Casterman Ecritures, 2009 - 215 pages - 18€
illustrations de Sungyoon Choi
traduit de l'anglais (USA) par Fanny Soubiran
L'histoire d'Alissa nous montre la multitude d'épreuves à affronter, en plus du choc, du traumatisme. Enceinte, elle se retrouve toute seule, sans un sou, complètement démunie. Les semaines qui suivent le 11 septembre, tout n'est que compassion et empathie, mais plus les mois passent et les victimes éplorées deviennent les boulets d'une société résolument patriotique, honteuse de ses pleurnicheries et qui blâme ceux qui quémandent de l'argent, toujours plus d'argent. Et de découvrir alors que le fonds fédéral de compensation pour les victimes des événements du 11 septembre n'est qu'un leurre, une vaste supercherie qui viserait plus à protéger l'état et les compagnies aériennes contre les intentions de procès.

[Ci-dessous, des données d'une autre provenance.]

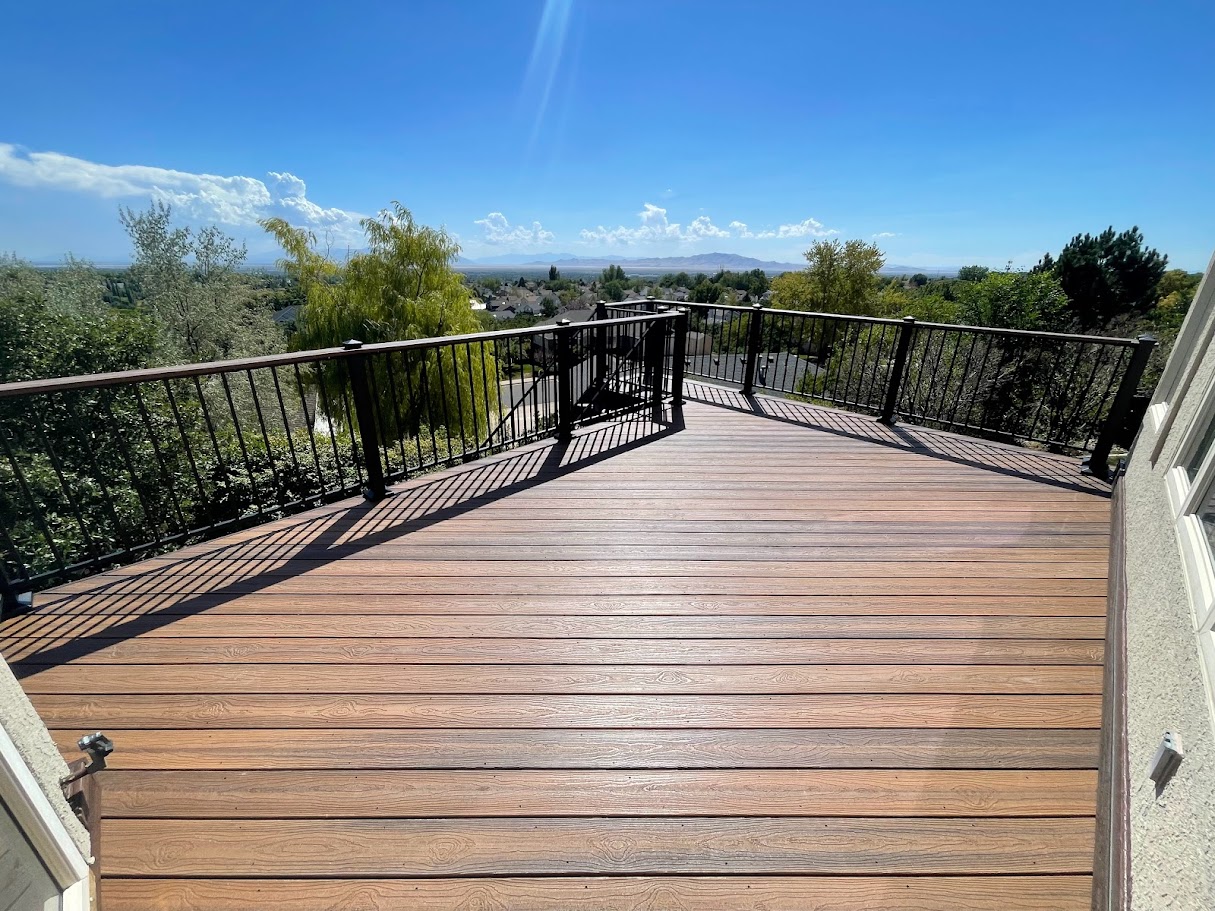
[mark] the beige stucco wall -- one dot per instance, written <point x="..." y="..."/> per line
<point x="34" y="743"/>
<point x="1173" y="836"/>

L'histoire d'Alissa Torres est vraie, elle est servie par les illustrations de Sungyoon Choi qui travaille au New York Times. Ce n'est pas une histoire impudique, où l'auteur se sert de sa triste expérience pour l'étaler à la face du monde, au contraire elle a longtemps lutté contre les sollicitations de la presse. Ce livre, c'est surtout pour son fils, en mémoire du papa qu'il ne connaîtra jamais. C'est tendre et émouvant, à lire comme ça. Mais le récit rend compte d'une réalité plus douloureuse et pernicieuse, d'un abattement général et d'un système illogique, de ce sentiment de courber l'échine face à ce qui semble être une aumône, le déshonneur de pleurer, le fait d'être soudain seule au monde, pratiquement incomprise et délaissée. Et puis, le mari de Alissa Torres était un ressortissant colombien, qui n'avait pas encore ses papiers de citoyen américain, ce qui soulève aussi un autre problème. Souvent, Alissa se fait d'ailleurs la réflexion, si elle n'avait pas été enceinte, aurait-on eu la même sympathie pour son cas.

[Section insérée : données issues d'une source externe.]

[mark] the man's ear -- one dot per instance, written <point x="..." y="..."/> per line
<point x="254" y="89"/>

Une lecture sensible, pleine de faits nouveaux, qui apporte un éclairage intéressant, jamais affecté, car plus dans un souci de clarté. Ce qui est bon et généreux, contre ce qui paraît aberrant et inhumain. L'équilibre parfait. Parfois, on oublie presque le deuil d'Alissa, tant elle se dédie à sa course pour le souvenir de son mari et contre les ignominies qui l'entourent, mais lorsque cela surgit, c'est ... rempli d'électricité. Comme une décharge dans tout le corps. Très troublant, à vrai dire.